SR: Won’t that kind of alter the standard utility model?
CT: It may well be 20 years down the road, but I think there could be a beautiful blend of utility-scale facilities providing the overall system balancing, while the consumer or the virtual power plant, operating on an autonomous set of features, or pre-programmed features, will provide that small-scale stability at the actual load point. We do think about that, and believe that the grid of the future will incorporate these technologies. The discussions need to had, and these discussions will continue to be had among the utilities, the regulators, the stakeholders, and the public. To bring it about, beyond simple pilot programs, we need to start with a regulatory policy, and rate design, to incentivize the market to want to take advantage of that rate design.
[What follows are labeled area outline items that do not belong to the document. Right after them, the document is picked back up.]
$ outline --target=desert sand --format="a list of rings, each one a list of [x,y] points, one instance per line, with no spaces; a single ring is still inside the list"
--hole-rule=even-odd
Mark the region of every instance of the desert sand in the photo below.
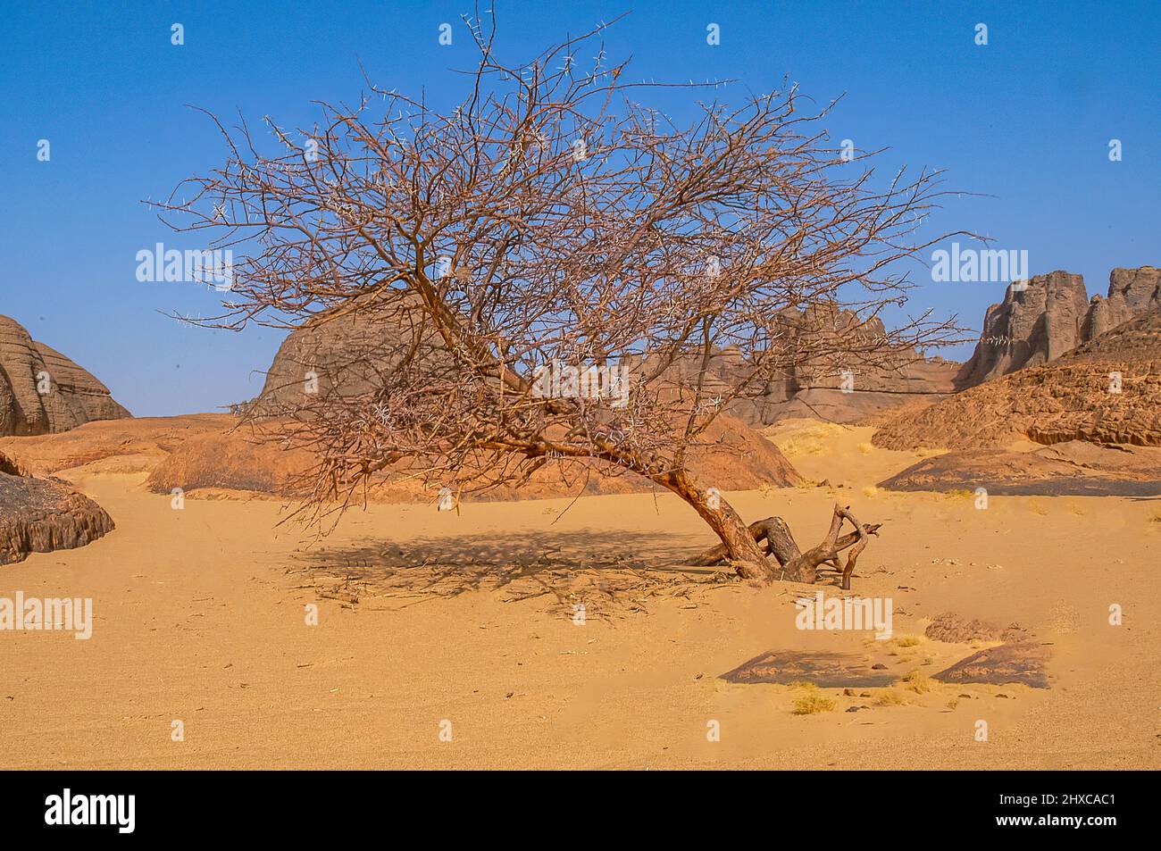
[[[178,511],[146,470],[60,470],[116,528],[0,569],[0,597],[92,597],[95,621],[88,641],[0,642],[0,766],[1161,767],[1158,500],[888,492],[874,483],[922,455],[872,432],[772,427],[830,486],[727,496],[800,541],[836,500],[882,522],[852,593],[894,600],[892,641],[798,629],[794,599],[820,586],[673,567],[713,539],[668,495],[377,504],[316,539],[277,525],[279,500],[192,493]],[[973,651],[923,637],[943,612],[1018,622],[1048,644],[1051,687],[921,677],[823,688],[834,708],[800,715],[801,686],[719,678],[771,649],[933,673]]]

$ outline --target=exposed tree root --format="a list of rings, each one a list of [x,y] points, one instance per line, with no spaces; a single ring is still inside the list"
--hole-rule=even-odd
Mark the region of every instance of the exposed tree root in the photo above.
[[[849,520],[854,531],[839,536],[838,533],[843,528],[844,520]],[[819,568],[827,564],[842,574],[843,590],[850,590],[854,564],[863,550],[866,549],[871,540],[870,535],[878,535],[881,526],[882,524],[863,525],[851,514],[850,506],[835,505],[835,513],[830,519],[830,531],[825,539],[806,553],[799,549],[789,526],[780,517],[767,517],[765,520],[752,522],[749,529],[757,543],[766,542],[767,561],[770,556],[777,560],[779,569],[773,571],[774,578],[813,583],[817,578]],[[846,564],[841,567],[838,554],[848,547],[851,547],[851,551],[846,554]],[[728,561],[728,555],[726,545],[720,543],[693,558],[690,564],[699,567],[720,564]]]

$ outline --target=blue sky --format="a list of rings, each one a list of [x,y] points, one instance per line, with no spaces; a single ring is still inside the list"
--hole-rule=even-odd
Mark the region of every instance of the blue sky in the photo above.
[[[1084,275],[1104,293],[1115,266],[1161,265],[1161,2],[514,2],[498,0],[513,60],[622,12],[607,33],[630,77],[736,80],[740,102],[785,77],[827,125],[882,167],[946,168],[939,231],[1029,251],[1031,272]],[[135,254],[171,233],[140,202],[224,160],[196,104],[253,124],[309,125],[312,100],[353,100],[359,60],[384,87],[450,100],[473,63],[461,2],[0,1],[0,313],[93,372],[138,416],[215,410],[252,397],[281,333],[185,326],[210,290],[143,283]],[[171,44],[171,24],[185,45]],[[454,24],[450,46],[439,26]],[[974,42],[976,23],[988,44]],[[706,43],[717,23],[721,44]],[[692,96],[690,98],[692,100]],[[677,111],[680,107],[671,101]],[[49,139],[51,159],[38,161]],[[1109,160],[1120,139],[1123,160]],[[922,272],[922,271],[921,271]],[[958,312],[979,329],[1002,283],[935,283],[911,310]],[[964,359],[971,347],[947,352]]]

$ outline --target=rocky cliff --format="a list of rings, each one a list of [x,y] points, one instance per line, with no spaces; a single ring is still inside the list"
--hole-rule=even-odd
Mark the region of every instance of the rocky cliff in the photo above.
[[[1009,286],[988,308],[972,359],[956,376],[957,389],[975,387],[1017,369],[1048,363],[1142,312],[1161,306],[1161,269],[1113,269],[1104,298],[1068,272],[1037,275]]]
[[[0,435],[50,434],[129,416],[93,375],[0,316]]]

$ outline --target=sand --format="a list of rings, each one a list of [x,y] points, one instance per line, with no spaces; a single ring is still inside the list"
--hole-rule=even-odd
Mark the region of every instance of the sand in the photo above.
[[[744,517],[781,514],[805,545],[836,499],[884,522],[854,592],[894,600],[896,639],[946,611],[1017,621],[1050,642],[1051,688],[823,688],[835,708],[796,715],[801,687],[720,680],[771,649],[884,659],[902,677],[972,648],[799,630],[793,600],[819,586],[666,569],[675,548],[714,542],[669,496],[374,505],[312,541],[276,526],[276,500],[195,493],[175,511],[146,473],[106,464],[58,475],[114,532],[0,568],[0,597],[92,597],[95,618],[88,641],[0,632],[0,767],[1161,767],[1158,500],[978,510],[875,490],[918,455],[871,448],[868,428],[770,434],[835,486],[727,493]],[[886,692],[904,702],[879,705]]]

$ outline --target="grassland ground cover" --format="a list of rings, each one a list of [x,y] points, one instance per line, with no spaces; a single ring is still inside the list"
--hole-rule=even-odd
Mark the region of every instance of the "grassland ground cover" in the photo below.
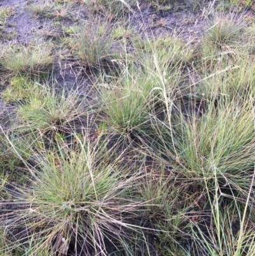
[[[255,255],[255,4],[0,3],[0,255]]]

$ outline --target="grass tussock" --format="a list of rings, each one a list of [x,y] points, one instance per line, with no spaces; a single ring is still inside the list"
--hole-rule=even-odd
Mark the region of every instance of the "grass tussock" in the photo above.
[[[254,255],[254,19],[218,2],[27,4],[59,36],[1,44],[1,255]]]
[[[5,49],[0,64],[15,74],[40,75],[52,65],[52,49],[50,44],[46,42],[15,46]]]

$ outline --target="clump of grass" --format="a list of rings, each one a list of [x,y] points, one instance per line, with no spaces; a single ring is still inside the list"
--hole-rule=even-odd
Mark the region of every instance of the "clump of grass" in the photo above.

SR: In an interview from a couple years ago with TEP’s CEO, David Hutchins, he promoted the idea of having your utility finance distributed energy resources and energy efficiency upgrades for customers, who would pay for it on their electric bills. Is that still under discussion?
CT: Yes, the discussion continues and this is still an area that our CEO wants to focus on. A properly designed program can lead to many benefits – for the customer, utility, and the grid – while eliminating the fears of critics who believe the regulated public service entity would be encroaching on their business model. We are an energy service provider with tremendous resources and expertise in energy production, transmission, distribution, and consumption. Why not have the utility partner with those vendor providers? It makes perfect sense to take advantage of synergies among product and service providers, while offering new products and services to individual customers. I’m certain you’ll see proposals in the future for these types of programs.